DirectX 12: The future of it within the console gaming space (specifically the XB1)

Hello all,

I think the whole idea of DX12, glNext, or whatever new multi-threaded API we're talking about is mainly to have a low-cost performance boost for legacy engines. In my opinion the industry will (some even have already) move on to use the GPU to run the scene graph and submit work for itself, and that doesn't require any sophisticated threading on the cpu side (in the api i mean). I'm not exactly sure if XB1's gpu is or isn't capable of this (i'd guess it is), but to me it seems a bit pointless nowadays to put so much emphasis on multi-threaded cpu submission when that's not where the biggest wins are. If the console GPU's are NOT capable of doing it, then it might be worth it, otherwise it's just a stopgap.
 
Hello all,

I think the whole idea of DX12, glNext, or whatever new multi-threaded API we're talking about is mainly to have a low-cost performance boost for legacy engines.
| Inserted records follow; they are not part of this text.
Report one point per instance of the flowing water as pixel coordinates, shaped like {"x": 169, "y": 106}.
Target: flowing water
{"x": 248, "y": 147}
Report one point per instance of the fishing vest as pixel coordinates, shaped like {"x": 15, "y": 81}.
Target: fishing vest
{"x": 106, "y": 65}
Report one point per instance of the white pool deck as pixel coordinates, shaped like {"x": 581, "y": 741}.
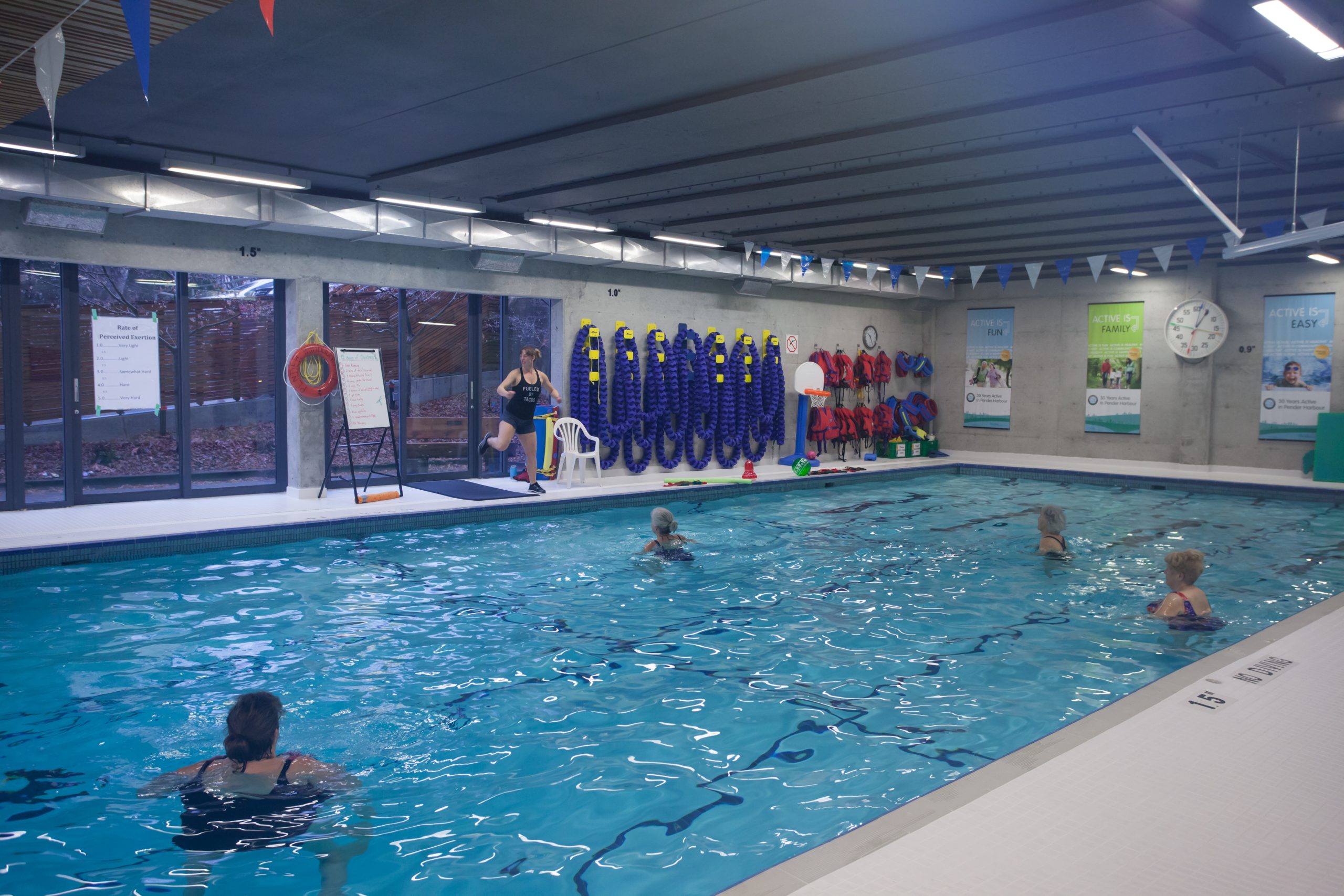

In my opinion the industry will (some even have already) move on to use the GPU to run the scene graph and submit work for itself, and that doesn't require any sophisticated threading on the cpu side (in the api i mean). I'm not exactly sure if XB1's gpu is or isn't capable of this (i'd guess it is), but to me it seems a bit pointless nowadays to put so much emphasis on multi-threaded cpu submission when that's not where the biggest wins are. If the console GPU's are NOT capable of doing it, then it might be worth it, otherwise it's just a stopgap.

This was actually discussed a few posts earlier as making the most sense since the GPU needs to know where everything is anyway. I've never heard of a GPU submitting it's own work though. But from Sebbbi's posts earlier it makes the most sense to move that way.
 
I think nVidia talked a bit about this with kepler/maxwell with dynamic parallelism, but I'm not too sure how extensive it was.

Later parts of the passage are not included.